Déi Lenk a su également ramener le débat sur le terrain social, afin de rappeler que la population aimerait peut-être savoir qui a posé des bombes il y a 25 ans, mais voudrait davantage savoir qui détruit les emplois depuis quelques années et surtout qui pourra les reconstruire.

Déi Lenk dispose actuellement d’un député à la Chambre. Cela lui a permis de faire entendre régulièrement une voix différente sur les scandales en cours et de mener des campagnes en phase avec les préoccupations des travailleurs. Le principal syndicat (OGBL, socialiste) voit plutôt d’un bon œil l’émergence de ce petit parti de gauche. La possibilité d’avoir 2 ou 3 élus à l’issue des élections n’est pas hors d’atteinte. Cela constituerait un énorme pas en avant au Luxembourg, où le niveau des luttes sociales est relativement faible ces dernières décennies. Le patronat avait acheté la paix sociale grâce à l’abondance des ressources venant de la place financière. Mais avec la crise qui a éclaté en 2008, la situation s’est nettement détériorée. Et la fin du secret bancaire en 2015 ne va rien arranger. Le « modèle luxembourgeois » est mort. Et personne n’a de plan B.

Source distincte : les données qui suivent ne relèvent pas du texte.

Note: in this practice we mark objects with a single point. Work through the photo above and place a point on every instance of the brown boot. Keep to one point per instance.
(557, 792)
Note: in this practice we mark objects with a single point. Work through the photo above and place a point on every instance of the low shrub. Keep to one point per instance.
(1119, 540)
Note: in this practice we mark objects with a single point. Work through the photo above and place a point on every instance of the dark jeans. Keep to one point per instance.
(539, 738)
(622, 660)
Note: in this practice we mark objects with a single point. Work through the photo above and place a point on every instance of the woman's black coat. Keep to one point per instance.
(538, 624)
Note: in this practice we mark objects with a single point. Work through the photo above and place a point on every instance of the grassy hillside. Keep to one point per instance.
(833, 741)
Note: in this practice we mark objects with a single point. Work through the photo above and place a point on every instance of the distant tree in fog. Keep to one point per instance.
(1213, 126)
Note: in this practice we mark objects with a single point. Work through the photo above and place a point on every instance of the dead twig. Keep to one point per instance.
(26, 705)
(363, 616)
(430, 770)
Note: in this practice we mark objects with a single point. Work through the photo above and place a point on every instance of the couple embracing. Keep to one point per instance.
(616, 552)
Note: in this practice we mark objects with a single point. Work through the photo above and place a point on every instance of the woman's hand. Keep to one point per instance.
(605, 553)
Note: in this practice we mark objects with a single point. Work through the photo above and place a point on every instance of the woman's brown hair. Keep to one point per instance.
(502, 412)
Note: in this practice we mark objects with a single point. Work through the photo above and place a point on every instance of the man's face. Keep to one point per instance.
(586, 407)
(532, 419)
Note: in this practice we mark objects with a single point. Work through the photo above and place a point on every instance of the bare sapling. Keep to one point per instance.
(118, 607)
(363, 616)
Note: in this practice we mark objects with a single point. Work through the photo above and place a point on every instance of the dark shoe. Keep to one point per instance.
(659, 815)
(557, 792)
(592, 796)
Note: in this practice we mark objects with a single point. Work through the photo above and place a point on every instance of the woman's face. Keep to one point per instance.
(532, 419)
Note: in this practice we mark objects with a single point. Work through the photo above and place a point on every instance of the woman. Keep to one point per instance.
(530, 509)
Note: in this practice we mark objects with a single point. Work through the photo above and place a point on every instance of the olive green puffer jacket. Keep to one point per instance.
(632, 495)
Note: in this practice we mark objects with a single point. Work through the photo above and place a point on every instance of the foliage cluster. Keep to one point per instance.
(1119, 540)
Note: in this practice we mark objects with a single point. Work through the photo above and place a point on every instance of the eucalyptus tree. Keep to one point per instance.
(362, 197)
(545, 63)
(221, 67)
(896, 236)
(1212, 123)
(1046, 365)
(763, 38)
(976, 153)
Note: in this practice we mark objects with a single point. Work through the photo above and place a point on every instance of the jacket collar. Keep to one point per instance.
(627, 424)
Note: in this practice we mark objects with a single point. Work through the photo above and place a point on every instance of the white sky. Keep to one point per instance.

L’actualité internationale nous a clairement montré que les services secrets sont incompatibles avec la démocratie. Mais le capitalisme a un besoin vital de ses services d’espionnage et de renseignement. Il faut en tirer toutes les conclusions, au Luxembourg aussi. Seul un mouvement social puissant pourra faire avancer une alternative en rupture avec le capitalisme. La progression de la gauche radicale serait un premier pas très positif dans ce sens, à condition d’en faire un levier pour construire les luttes sociales indispensables. Le CIO (Comité pour une Internationale ouvrière), présent au Luxembourg, soutient Déi Lenk dans cette perspective.

« Et gëtt héich Zaït ! » (Il est grand temps !) : c’était le slogan de la campagne électorale de Déi Lenk en 2009. Il est toujours d’actualité.